Search code examples
c++cunicodeiconv

Issue with ICONV writing BOM if output is platform endian


When choosing UTF-32, for platform dependent endian, libiconv converts correctly but prefixes a 0xfeff BOM to the output stream. This causes some trouble.

When choosing UCS-4, no BOM is written but on my system it converts to 'big endian' which happens to be not the endianness of my system.

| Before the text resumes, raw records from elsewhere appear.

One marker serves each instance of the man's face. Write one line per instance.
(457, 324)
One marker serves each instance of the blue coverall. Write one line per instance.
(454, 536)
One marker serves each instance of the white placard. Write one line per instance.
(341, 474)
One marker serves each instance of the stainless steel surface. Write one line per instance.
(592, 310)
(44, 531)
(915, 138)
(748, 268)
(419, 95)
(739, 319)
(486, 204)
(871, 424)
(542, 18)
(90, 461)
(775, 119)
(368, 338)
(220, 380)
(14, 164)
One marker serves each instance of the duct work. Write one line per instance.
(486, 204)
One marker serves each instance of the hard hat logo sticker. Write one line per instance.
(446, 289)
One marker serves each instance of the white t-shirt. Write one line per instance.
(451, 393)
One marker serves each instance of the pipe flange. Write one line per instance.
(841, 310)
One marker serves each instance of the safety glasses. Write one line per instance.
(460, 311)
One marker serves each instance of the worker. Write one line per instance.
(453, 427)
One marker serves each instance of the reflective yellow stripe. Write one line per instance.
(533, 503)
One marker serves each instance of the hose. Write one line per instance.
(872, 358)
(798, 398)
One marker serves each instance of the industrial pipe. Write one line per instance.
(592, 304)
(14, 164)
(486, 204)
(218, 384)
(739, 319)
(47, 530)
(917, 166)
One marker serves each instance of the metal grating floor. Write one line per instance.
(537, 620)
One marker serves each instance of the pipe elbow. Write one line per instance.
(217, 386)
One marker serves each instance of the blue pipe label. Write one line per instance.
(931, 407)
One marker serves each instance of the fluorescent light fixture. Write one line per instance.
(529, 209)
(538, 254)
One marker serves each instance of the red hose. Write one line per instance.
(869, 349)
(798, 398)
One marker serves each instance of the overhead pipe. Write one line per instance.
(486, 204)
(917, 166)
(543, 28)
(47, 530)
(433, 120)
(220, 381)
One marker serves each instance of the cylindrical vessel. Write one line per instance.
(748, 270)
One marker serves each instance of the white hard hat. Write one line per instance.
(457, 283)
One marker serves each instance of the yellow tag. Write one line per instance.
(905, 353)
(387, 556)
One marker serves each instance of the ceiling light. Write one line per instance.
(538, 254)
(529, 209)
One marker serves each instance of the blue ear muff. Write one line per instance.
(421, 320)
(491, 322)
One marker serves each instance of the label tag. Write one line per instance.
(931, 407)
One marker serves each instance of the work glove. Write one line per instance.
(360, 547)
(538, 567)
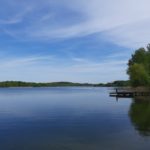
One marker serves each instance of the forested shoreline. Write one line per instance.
(60, 84)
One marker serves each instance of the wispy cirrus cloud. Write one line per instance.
(121, 22)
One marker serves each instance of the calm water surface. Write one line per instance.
(72, 119)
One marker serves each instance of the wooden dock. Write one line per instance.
(127, 94)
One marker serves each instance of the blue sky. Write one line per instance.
(70, 40)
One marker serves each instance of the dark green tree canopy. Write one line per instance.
(139, 67)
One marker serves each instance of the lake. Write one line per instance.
(72, 118)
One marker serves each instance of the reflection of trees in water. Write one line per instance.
(140, 115)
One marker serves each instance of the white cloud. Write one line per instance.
(78, 70)
(125, 22)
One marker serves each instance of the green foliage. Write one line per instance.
(139, 67)
(138, 75)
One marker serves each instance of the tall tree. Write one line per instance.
(139, 67)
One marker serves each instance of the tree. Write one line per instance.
(138, 75)
(139, 67)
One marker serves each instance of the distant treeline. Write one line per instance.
(60, 84)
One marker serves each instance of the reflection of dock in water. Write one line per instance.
(128, 93)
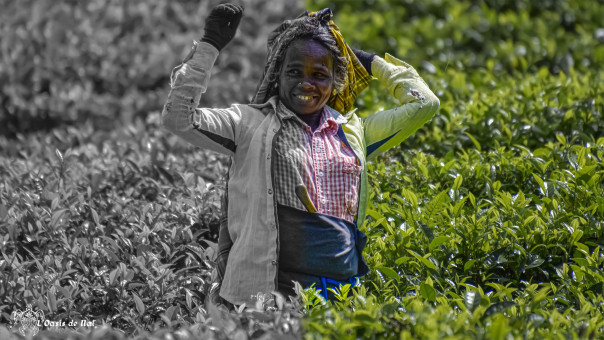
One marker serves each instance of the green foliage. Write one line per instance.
(487, 223)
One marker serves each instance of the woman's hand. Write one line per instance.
(221, 25)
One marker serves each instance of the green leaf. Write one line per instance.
(140, 307)
(427, 292)
(437, 241)
(498, 307)
(389, 272)
(422, 259)
(476, 143)
(576, 236)
(468, 265)
(457, 182)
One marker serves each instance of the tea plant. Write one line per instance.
(485, 224)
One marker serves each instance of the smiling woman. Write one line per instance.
(297, 187)
(306, 79)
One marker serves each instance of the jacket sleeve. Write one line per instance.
(214, 129)
(389, 128)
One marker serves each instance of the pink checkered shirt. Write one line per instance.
(319, 160)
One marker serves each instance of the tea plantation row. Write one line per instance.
(486, 224)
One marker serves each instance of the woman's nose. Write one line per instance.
(306, 84)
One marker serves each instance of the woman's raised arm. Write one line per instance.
(213, 129)
(389, 128)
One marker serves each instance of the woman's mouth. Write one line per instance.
(304, 98)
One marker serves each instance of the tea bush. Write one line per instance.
(487, 223)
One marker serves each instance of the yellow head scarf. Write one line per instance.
(357, 76)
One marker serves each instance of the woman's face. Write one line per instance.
(306, 78)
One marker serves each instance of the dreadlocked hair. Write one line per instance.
(311, 28)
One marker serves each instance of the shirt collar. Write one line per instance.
(330, 119)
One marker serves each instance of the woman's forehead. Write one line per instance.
(304, 50)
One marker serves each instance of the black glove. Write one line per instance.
(365, 59)
(221, 25)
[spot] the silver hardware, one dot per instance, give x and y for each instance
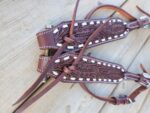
(146, 75)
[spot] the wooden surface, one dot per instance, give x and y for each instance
(20, 20)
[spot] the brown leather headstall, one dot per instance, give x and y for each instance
(64, 61)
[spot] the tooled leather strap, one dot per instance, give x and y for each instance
(114, 100)
(48, 67)
(50, 63)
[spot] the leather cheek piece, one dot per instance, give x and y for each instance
(89, 69)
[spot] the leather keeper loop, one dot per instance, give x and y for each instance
(69, 40)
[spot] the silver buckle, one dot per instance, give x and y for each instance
(130, 101)
(146, 82)
(145, 18)
(146, 75)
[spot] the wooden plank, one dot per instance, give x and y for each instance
(135, 49)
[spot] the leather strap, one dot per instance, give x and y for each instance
(115, 8)
(43, 75)
(140, 9)
(114, 100)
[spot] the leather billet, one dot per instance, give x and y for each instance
(67, 64)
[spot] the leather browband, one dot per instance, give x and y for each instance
(68, 64)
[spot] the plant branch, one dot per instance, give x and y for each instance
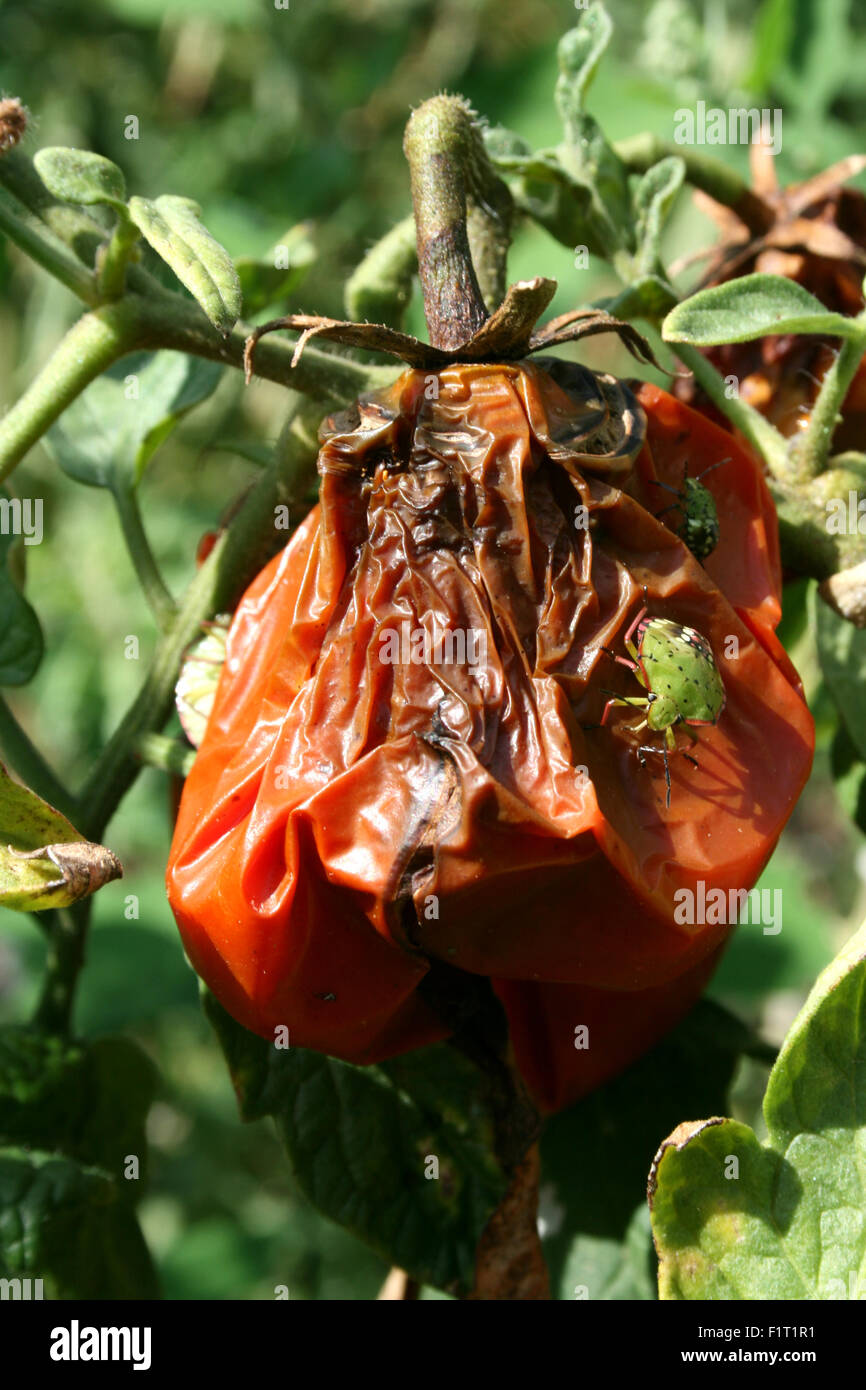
(812, 448)
(47, 250)
(702, 171)
(92, 345)
(752, 426)
(168, 755)
(235, 559)
(107, 334)
(153, 587)
(451, 171)
(67, 933)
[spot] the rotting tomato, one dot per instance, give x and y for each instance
(352, 818)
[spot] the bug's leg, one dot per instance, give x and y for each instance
(619, 699)
(711, 469)
(666, 780)
(623, 660)
(627, 641)
(656, 483)
(648, 748)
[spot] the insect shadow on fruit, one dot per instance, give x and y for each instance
(695, 503)
(677, 669)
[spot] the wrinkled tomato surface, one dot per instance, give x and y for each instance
(362, 808)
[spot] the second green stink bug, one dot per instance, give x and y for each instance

Are there any suggestions how to convert to UTF-32/UCS-4 with the platform-dependent endianess without having the remove the BOM manually?


Solution

  • iconv (both the glibc implementation and the GNU libiconv implementation) support encoding names that specify a fixed endianness:

    • UTF-32LE = UCS-4LE : UCS-4 in little endian flavour, without BOM
    • UTF-32BE = UCS-4BE : UCS-4 in big endian flavour, without BOM
    • UTF-16LE : UTF-16 in little endian flavour, without BOM
    • UTF-16BE : UTF-16 in big endian flavour, without BOM
    • wchar_t (an alias for UCS-4-INTERNAL) : UCS-4 with the platform's endianness and alignment restrictions

    Note that strings in these encodings should better not be transported to other machines, otherwise the lack of a BOM would cause problems.